RANDOLPH A Randolph couple killed when a tree fell on their car in Mendham Township during Hurricane Sandy were "wonderful people" who "gave a lot of their time to activities and other people," according to a close family friend.
Richard Everett, 54, known to his friends as "Rich," was a senior vice president at Opthotech, a biotechnology research company in Princeton seeking ways to prevent visual loss by people over 50.
Everett was a "very accomplished guy'' who was also a talented carpenter and a volunteer in Morris County 4-H, said John Bond of Mendham Township, a fellow congregant at Hope Church in Randolph. Everett taught a woodworking class for 4-H.
Elizabeth Everett, 46, known as "Beth," was an active volunteer with Morris Habitat for Humanity who served on Hope Church's "benevolence team," helping make decisions on how to spend money to help the poor in Morris County, Bond said.

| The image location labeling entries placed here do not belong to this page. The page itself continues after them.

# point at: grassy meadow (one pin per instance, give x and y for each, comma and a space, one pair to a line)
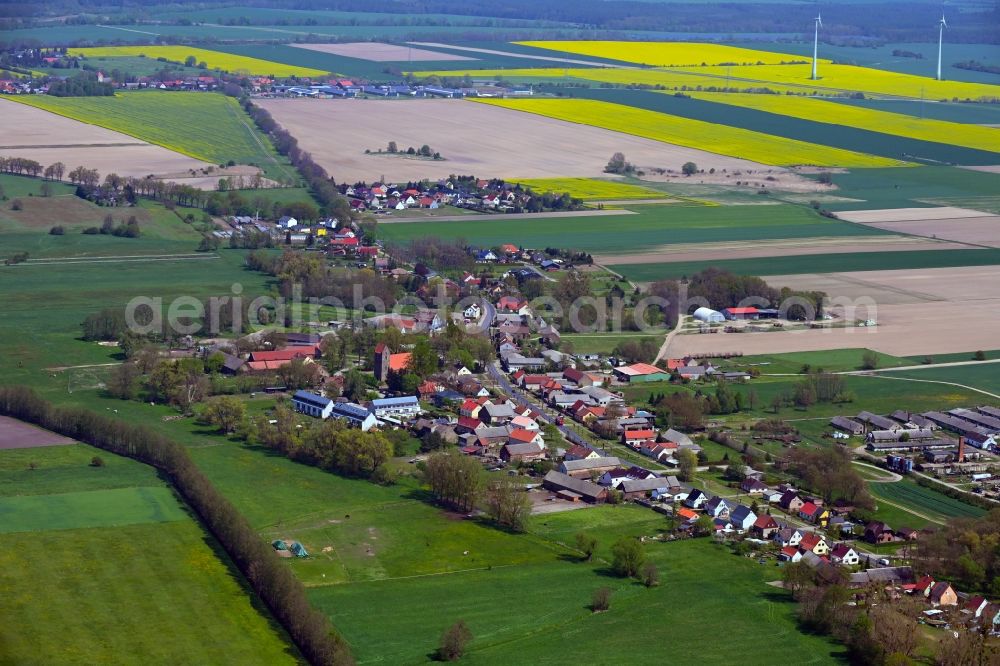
92, 541
691, 133
206, 126
927, 503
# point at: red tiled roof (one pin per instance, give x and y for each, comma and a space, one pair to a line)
764, 522
469, 422
522, 435
399, 362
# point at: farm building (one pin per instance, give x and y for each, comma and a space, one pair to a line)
355, 415
402, 407
584, 467
312, 404
892, 446
574, 489
708, 316
641, 372
848, 425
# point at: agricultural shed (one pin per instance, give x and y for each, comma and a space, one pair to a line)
709, 316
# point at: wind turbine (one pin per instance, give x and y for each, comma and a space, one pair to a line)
941, 26
819, 24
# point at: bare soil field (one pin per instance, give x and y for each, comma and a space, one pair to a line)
751, 180
239, 176
68, 211
918, 312
909, 214
379, 52
993, 168
479, 139
36, 134
773, 248
523, 56
16, 434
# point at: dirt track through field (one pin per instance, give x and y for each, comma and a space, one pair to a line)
16, 434
773, 248
981, 230
380, 52
472, 138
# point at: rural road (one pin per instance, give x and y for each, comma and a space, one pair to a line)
893, 477
504, 216
666, 341
525, 56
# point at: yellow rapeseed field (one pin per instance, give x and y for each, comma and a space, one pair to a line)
897, 124
214, 59
668, 54
711, 137
860, 79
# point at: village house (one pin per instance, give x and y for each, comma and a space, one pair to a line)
403, 407
842, 553
312, 404
573, 489
814, 543
522, 451
589, 467
764, 527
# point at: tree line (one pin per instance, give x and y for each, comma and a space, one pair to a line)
274, 582
458, 481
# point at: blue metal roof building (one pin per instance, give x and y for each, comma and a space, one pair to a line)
312, 404
354, 414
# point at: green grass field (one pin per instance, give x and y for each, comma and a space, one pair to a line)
206, 126
86, 542
153, 593
89, 508
827, 263
162, 232
650, 226
924, 501
984, 377
926, 186
832, 360
548, 619
604, 343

Both were killed when a 100-foot-tall, 3-foot-wide tree fell on their car as they drove through Mendham Township at 7:30 p.m. on Monday, according to the Morris County Prosecutor's Office.
The couple was returning to Randolph from their farm in Long Valley, where they may have been "battening the hatches" in preparation for the storm, Bond said.
Their sons, Theodore, or "Theo," 14, and Pierce, 11, were sitting in the back seat and survived.
Two older daughters, Zoe and Talia, were not in the car, Bond said.
Arrangements are being made with relatives who will be caring for the children, said Mendham Township Police Chief Steve Crawford.
The accident was personal in more ways than one for Bond, an electrical engineer and a volunteer firefighter with Mendham Township's Ralston Engine Co.
Bond didn't know who the victims were when he was dispatched to the accident scene during the hurricane.
Bond was with a firefighting group that had been responding to another emergency in a different part of the township and said "we got trapped" by fallen trees en route to the accident.
The group cut through three trees, but when it got to a fourth tree, it was tangled in a high-voltage line and the firefighters were unable to proceed, Bond said. Another group wound up going to the accident, where both husband and wife were pronounced dead at the scene.
"It was a horrific thing," Bond said.
In happier times, Bond said, he and his wife, Amy, who also have four children, often went to the Everetts' house for "small group study" in which church members discuss a particular topic or a subject in the Bible and "apply it to your daily life," Bond said. "You pray together and you eat together," he said.
Other times, Pierce and Theo would come to the Bond house to play, Bond said.
Bond also recalled Richard Everett's great carpentry job when he "completely redid" the kitchen in his house, including the floors and the cabinetry.
"I'm sure my wife would enjoy it if I did that to our house," Bond said.